Still, it’s good to see that the two British works cars which finished did so well.

Labaune’s Alfa also did very well to get a Coupe, which in a way shows the reliability of Conrero’s preparation. The works team which did best of all though was Rene Cotton’s Citroen DS21s. Four started, four finished, one Coupe for Lucien Bianchi whose drive in this Group 1 “bus” must be praiseworthy, also the ladies’ prize for Mlles. Pointet/Fougeray and the tears all went to the controversial French team. Monsieur Cotton had a go at the organisers before the start and got them to allow two extra minutes over the Col de Lombarde (the only selectif in Italy) which was impossible for his blue cars.

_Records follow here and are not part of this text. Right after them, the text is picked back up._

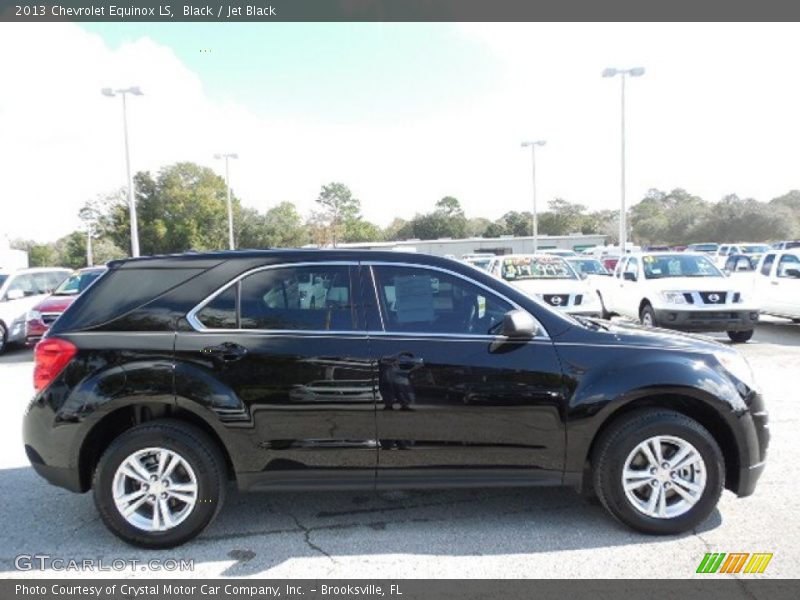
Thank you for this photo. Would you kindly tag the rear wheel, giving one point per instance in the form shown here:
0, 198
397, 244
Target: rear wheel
740, 337
658, 471
160, 484
648, 316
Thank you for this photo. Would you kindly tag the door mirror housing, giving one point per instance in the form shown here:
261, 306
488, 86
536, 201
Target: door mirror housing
518, 324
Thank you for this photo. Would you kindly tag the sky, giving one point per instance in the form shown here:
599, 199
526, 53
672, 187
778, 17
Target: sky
403, 114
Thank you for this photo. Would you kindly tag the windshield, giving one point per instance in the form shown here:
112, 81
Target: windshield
755, 249
589, 266
536, 267
678, 265
76, 283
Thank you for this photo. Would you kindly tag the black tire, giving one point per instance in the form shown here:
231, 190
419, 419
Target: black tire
194, 446
647, 316
740, 337
620, 439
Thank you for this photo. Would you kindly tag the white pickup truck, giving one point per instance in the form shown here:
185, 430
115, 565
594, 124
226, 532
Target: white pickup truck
776, 284
679, 290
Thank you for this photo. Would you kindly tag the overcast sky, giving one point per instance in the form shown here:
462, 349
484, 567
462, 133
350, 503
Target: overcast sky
402, 113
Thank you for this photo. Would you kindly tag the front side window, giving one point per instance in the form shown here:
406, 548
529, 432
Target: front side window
787, 263
766, 266
419, 300
302, 298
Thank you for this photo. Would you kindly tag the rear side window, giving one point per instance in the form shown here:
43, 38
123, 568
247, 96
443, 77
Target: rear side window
418, 300
766, 266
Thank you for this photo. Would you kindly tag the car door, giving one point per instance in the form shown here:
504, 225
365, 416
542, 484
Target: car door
292, 378
787, 285
764, 284
453, 402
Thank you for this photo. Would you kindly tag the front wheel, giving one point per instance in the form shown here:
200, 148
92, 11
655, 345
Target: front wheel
658, 471
160, 484
740, 337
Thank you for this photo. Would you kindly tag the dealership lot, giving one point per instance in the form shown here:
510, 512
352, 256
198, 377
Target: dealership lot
488, 533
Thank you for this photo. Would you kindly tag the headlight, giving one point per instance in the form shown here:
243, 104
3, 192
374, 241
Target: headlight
673, 297
737, 365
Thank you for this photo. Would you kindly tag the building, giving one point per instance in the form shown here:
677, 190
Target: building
506, 244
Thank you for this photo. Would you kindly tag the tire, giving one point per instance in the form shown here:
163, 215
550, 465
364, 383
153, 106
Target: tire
740, 337
647, 316
203, 466
622, 440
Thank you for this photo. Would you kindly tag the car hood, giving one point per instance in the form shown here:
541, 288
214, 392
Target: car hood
631, 333
551, 286
695, 284
57, 304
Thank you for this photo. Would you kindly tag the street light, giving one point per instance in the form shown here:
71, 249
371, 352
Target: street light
611, 72
535, 219
228, 156
131, 201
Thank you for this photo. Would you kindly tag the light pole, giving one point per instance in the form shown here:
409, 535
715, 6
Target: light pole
131, 201
227, 157
535, 219
623, 73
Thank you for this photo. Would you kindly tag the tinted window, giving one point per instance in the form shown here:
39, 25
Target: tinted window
220, 313
309, 298
766, 266
787, 261
420, 300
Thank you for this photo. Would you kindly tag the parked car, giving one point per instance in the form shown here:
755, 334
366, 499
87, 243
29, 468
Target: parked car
726, 250
705, 248
19, 292
680, 291
786, 245
777, 284
478, 260
41, 316
585, 267
549, 278
171, 376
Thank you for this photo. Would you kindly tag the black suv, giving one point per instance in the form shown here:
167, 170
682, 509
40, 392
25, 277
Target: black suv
300, 370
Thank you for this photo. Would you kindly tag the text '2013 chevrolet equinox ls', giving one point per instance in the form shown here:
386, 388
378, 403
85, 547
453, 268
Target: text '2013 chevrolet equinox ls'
295, 370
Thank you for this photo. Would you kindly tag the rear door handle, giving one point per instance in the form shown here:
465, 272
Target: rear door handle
227, 351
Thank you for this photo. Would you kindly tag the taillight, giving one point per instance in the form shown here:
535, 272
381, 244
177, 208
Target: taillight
51, 356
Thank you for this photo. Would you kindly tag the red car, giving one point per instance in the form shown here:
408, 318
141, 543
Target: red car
41, 316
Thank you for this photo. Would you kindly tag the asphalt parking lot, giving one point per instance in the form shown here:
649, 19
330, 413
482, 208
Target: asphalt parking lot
466, 533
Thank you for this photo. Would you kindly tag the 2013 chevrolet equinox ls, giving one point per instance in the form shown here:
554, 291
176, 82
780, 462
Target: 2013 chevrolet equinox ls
294, 370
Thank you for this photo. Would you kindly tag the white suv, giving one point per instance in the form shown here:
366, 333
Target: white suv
679, 290
19, 292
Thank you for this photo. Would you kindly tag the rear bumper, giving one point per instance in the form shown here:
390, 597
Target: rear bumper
698, 320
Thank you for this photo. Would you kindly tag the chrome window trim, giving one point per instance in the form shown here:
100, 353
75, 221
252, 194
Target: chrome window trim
191, 316
198, 327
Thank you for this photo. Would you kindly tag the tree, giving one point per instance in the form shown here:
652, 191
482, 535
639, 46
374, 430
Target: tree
338, 206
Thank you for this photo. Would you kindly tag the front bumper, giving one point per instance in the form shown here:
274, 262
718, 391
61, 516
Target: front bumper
707, 320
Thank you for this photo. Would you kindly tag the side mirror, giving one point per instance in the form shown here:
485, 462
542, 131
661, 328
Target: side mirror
518, 324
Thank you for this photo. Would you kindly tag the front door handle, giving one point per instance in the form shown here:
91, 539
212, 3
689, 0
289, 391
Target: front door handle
227, 351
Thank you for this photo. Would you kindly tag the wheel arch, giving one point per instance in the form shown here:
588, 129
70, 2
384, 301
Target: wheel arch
123, 418
690, 406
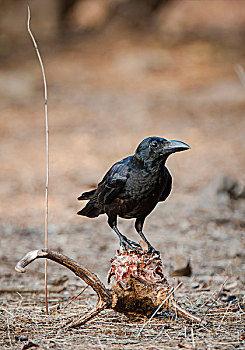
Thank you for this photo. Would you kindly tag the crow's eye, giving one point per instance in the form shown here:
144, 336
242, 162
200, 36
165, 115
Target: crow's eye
154, 144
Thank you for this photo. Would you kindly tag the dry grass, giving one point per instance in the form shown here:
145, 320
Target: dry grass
25, 317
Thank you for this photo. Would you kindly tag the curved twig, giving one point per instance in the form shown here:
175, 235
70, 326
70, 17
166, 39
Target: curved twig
89, 277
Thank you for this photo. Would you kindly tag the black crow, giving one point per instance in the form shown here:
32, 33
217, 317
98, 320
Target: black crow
133, 186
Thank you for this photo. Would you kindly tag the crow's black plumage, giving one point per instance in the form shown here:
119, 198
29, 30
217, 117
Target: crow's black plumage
133, 186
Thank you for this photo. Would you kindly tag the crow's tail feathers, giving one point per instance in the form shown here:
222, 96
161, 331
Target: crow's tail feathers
86, 195
90, 211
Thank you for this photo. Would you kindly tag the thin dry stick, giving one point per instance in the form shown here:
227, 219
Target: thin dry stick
192, 337
75, 297
47, 151
224, 314
159, 307
240, 73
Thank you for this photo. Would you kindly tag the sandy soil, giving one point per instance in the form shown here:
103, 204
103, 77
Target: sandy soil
105, 96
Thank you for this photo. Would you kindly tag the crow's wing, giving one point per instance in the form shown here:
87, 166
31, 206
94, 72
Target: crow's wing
113, 182
167, 185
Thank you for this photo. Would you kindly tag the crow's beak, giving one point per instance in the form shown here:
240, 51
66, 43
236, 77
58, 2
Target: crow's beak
173, 146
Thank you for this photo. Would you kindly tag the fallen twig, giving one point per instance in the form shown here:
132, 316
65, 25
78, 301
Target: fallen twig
139, 286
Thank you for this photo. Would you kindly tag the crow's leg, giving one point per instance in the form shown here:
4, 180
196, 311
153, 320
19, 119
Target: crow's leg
139, 226
124, 241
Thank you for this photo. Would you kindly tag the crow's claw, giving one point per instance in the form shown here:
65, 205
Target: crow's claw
153, 251
126, 243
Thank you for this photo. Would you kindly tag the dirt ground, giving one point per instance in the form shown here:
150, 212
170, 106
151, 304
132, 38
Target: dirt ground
105, 96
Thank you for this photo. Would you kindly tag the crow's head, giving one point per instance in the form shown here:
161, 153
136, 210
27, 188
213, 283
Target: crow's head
157, 148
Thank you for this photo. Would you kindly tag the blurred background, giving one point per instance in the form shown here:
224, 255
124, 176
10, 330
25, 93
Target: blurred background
119, 71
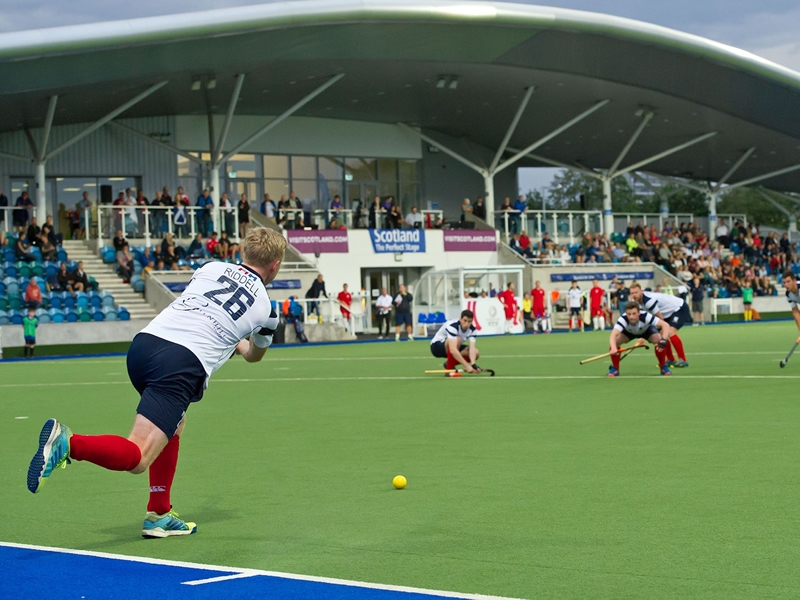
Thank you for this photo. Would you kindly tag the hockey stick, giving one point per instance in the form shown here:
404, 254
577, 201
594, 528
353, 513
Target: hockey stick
788, 356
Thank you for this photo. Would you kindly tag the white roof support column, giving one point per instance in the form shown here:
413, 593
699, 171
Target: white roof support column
665, 153
100, 122
734, 168
282, 117
645, 120
758, 178
550, 136
498, 155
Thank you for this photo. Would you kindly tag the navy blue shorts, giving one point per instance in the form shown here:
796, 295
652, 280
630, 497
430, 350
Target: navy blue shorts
168, 376
680, 318
439, 350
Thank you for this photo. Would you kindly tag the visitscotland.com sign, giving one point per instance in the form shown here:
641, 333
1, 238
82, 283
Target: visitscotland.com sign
397, 240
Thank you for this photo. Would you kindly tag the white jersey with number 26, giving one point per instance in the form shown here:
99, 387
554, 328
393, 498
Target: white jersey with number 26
223, 304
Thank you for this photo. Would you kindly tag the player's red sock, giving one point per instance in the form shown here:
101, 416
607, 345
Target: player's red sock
162, 472
112, 452
615, 359
676, 341
661, 355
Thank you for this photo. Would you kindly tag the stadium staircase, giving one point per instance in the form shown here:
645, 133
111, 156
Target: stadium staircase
108, 280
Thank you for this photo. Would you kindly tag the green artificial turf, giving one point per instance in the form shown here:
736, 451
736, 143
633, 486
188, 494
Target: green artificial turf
547, 481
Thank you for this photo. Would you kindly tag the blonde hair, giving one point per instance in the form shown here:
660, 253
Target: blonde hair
262, 247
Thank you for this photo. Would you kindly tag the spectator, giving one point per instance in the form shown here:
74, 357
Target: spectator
33, 233
22, 251
29, 325
414, 218
3, 205
345, 299
205, 205
20, 218
383, 308
402, 314
316, 290
698, 291
268, 208
80, 279
479, 210
197, 249
243, 209
33, 294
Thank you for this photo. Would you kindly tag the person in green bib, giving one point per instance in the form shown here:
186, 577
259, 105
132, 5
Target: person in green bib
747, 298
29, 325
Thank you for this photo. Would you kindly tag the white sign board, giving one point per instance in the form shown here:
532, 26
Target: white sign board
490, 316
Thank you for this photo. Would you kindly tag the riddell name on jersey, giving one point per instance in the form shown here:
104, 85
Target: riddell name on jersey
245, 278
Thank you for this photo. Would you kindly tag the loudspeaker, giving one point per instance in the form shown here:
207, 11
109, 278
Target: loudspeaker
105, 194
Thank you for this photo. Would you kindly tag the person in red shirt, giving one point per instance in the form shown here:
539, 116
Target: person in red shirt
345, 299
212, 243
597, 297
539, 309
509, 301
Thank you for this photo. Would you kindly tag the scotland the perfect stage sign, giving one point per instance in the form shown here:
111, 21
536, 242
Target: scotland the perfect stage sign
397, 240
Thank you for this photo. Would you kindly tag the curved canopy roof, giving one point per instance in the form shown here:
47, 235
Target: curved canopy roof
394, 54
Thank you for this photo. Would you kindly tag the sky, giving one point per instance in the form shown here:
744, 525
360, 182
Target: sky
768, 28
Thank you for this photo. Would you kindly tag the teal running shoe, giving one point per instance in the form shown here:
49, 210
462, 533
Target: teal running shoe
167, 525
53, 453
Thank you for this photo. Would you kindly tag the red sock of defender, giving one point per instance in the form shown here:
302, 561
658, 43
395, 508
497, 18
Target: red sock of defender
661, 355
111, 452
162, 472
668, 350
676, 341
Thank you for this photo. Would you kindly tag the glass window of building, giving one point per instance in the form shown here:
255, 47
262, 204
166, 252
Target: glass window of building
242, 166
361, 168
331, 168
276, 167
304, 167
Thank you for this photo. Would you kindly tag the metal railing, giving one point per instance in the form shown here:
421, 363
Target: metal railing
154, 222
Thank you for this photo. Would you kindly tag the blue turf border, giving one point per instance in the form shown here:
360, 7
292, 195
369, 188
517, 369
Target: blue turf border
341, 343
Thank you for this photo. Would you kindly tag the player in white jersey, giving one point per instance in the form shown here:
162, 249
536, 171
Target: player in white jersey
574, 300
634, 324
668, 308
449, 343
792, 296
224, 309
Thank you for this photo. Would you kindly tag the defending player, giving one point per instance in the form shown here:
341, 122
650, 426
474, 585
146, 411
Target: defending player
509, 301
668, 308
574, 299
632, 325
597, 298
169, 364
792, 296
449, 343
539, 313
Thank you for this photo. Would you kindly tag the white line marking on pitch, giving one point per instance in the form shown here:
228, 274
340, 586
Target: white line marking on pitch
222, 578
241, 572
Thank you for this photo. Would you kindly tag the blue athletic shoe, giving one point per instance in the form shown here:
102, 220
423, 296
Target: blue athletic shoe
53, 453
167, 525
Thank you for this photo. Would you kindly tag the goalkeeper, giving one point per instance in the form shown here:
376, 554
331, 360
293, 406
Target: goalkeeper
224, 310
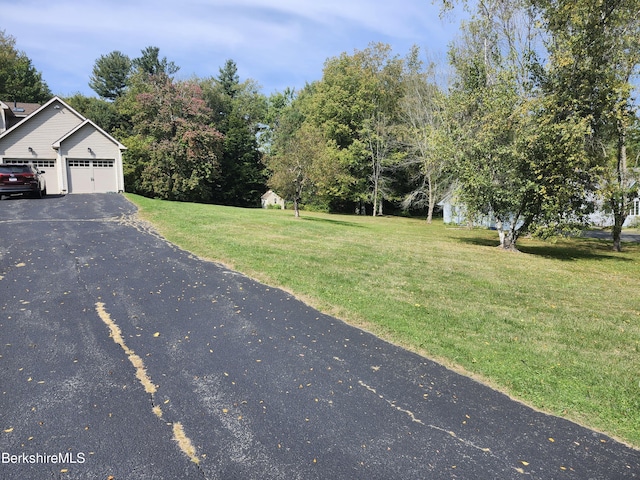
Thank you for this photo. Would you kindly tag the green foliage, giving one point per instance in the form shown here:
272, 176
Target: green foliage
511, 319
151, 64
177, 150
355, 104
103, 113
110, 75
237, 112
19, 79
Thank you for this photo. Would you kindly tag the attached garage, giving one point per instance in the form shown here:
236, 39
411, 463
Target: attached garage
91, 176
48, 166
76, 155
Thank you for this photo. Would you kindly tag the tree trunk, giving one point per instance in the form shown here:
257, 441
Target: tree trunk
508, 237
619, 203
431, 205
296, 208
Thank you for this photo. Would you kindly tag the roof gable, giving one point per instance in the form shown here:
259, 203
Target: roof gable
57, 102
90, 124
36, 113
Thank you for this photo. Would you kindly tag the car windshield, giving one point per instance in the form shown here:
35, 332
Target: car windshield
15, 169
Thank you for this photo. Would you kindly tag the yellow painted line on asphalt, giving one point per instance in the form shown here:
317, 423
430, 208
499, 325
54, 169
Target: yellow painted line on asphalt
141, 374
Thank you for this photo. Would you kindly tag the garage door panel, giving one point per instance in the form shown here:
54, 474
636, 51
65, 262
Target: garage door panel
104, 176
49, 167
91, 176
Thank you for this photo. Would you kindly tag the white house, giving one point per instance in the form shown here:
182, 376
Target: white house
454, 212
272, 198
76, 155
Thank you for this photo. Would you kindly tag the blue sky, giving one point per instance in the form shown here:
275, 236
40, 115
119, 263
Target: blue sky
278, 43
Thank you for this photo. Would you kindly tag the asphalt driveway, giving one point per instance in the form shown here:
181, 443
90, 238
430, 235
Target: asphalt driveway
124, 357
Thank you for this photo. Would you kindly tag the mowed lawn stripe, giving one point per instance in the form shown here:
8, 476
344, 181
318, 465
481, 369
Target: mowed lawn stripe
556, 326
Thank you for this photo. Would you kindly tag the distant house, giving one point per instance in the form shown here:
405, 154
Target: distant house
454, 212
76, 155
272, 198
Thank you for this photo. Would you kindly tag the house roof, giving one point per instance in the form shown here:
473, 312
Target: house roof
84, 122
57, 143
19, 109
268, 193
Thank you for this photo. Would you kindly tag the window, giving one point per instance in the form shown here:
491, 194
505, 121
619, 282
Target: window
80, 163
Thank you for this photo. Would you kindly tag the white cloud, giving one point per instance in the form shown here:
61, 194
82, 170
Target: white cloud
279, 43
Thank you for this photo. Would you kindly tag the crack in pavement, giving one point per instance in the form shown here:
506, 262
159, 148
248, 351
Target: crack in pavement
179, 435
451, 433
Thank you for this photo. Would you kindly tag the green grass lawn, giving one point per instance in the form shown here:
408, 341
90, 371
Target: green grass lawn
556, 326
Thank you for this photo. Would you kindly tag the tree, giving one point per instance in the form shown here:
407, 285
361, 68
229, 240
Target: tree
105, 114
355, 104
237, 111
594, 58
426, 136
299, 158
110, 75
518, 161
150, 63
178, 150
19, 80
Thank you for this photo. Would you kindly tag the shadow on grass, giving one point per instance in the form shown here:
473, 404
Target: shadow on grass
331, 221
583, 249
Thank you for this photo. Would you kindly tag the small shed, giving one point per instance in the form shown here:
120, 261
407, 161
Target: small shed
76, 155
272, 198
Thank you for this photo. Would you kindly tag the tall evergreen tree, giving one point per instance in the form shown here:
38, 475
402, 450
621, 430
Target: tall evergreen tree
238, 109
110, 75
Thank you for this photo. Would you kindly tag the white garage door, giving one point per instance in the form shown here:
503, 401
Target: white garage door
49, 167
91, 176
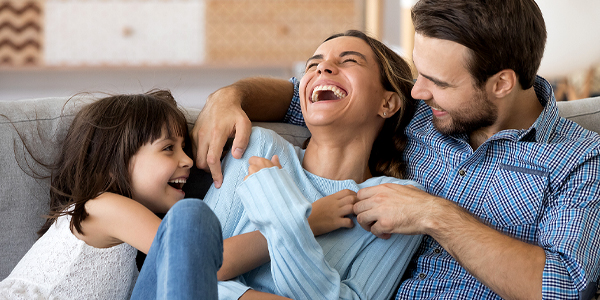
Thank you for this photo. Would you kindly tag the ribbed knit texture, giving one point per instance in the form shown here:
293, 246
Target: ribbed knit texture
61, 266
344, 264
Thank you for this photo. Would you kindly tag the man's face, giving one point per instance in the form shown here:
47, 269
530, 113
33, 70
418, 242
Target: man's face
445, 84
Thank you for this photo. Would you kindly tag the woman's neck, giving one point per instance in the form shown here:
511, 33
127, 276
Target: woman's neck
338, 158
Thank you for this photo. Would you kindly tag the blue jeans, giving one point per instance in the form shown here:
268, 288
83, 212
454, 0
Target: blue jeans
185, 255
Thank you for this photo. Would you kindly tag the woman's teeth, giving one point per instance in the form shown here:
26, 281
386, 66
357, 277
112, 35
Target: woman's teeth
322, 89
177, 183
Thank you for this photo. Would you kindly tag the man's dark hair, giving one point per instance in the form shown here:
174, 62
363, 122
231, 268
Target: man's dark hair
501, 34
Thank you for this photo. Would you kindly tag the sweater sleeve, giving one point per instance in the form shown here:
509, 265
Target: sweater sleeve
276, 206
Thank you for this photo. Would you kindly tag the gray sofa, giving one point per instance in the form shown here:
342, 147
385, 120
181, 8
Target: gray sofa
43, 122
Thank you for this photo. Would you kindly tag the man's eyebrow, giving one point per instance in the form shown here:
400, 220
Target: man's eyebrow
346, 53
438, 82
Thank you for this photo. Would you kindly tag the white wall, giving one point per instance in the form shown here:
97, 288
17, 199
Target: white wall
189, 86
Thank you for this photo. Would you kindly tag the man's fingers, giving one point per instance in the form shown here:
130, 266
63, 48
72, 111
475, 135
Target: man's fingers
346, 223
243, 129
275, 161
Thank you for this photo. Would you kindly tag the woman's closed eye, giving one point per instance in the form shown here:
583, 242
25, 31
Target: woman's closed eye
311, 66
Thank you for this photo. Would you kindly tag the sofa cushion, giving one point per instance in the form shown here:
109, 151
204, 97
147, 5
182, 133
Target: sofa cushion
43, 124
585, 112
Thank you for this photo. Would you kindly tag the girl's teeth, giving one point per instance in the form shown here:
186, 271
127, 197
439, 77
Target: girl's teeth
336, 91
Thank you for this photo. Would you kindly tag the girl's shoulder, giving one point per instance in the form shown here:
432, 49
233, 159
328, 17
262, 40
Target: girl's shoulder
386, 179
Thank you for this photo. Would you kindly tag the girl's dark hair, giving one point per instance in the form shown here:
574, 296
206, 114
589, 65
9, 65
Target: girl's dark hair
507, 34
99, 145
396, 76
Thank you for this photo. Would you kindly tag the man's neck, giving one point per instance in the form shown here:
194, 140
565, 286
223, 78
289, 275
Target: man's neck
517, 111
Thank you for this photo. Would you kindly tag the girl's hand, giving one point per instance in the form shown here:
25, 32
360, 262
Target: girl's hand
331, 212
259, 163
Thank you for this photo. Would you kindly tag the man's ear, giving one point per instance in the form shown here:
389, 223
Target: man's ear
503, 83
390, 105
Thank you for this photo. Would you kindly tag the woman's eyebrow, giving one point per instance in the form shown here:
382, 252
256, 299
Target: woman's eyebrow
316, 56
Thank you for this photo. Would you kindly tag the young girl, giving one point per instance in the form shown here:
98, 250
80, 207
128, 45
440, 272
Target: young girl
122, 161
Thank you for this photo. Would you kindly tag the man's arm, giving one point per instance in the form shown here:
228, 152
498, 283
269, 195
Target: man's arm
228, 111
511, 268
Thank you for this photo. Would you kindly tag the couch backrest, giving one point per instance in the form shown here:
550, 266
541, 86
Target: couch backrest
585, 112
43, 123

Dafs nearly achieved their object of merely finishing intact with a team of three cars, which incidentally came straight from the 84 hours Of the “Ring”—Liege style. They were unfortunate that one was time-barred just before the finish.

Renaults attacked the event in their usual quantitative style by sending three 1,134-c.c. R8 Gordinis, two of the new 5-speed 1,300-c.c, cars and three sport-prototype R8-bodied 1,500-c.c. vehicles. It was Piot in a prototype that got the Coupe and he is to be watched next year for a gold, the only one possible,

Also Renault-mounted was Jean-Pierre Hanrioud, the blond young Frenchman who was battling with the best in the 1,300-c.c. Alpine A110 until a hub started to break up and caused drive-shaft failure in the last night. Lancia’s Ove Andersson was also out with rear-end transmission failure, while the Lancia Fulvia mounted mixed-crew of Rene Trautmann and Claudine Bouchet left the road two hours from the end when the brakes (front only!) failed. The rear brakes had been disconnected earlier when a pipe fractured.

There may have been three or four cars from most works teams, but Porsche System Engineering deigned only to send young Gunther Klass. He put up excellent performances on the fifteen Epreuves or tie-deciding hill-climbs, but he lost his Coupe after an accident with a cyclist in Digne. Five minutes with the police —and it was gone, although his innocence was established. Ah well, that’s the Alpine.—AK.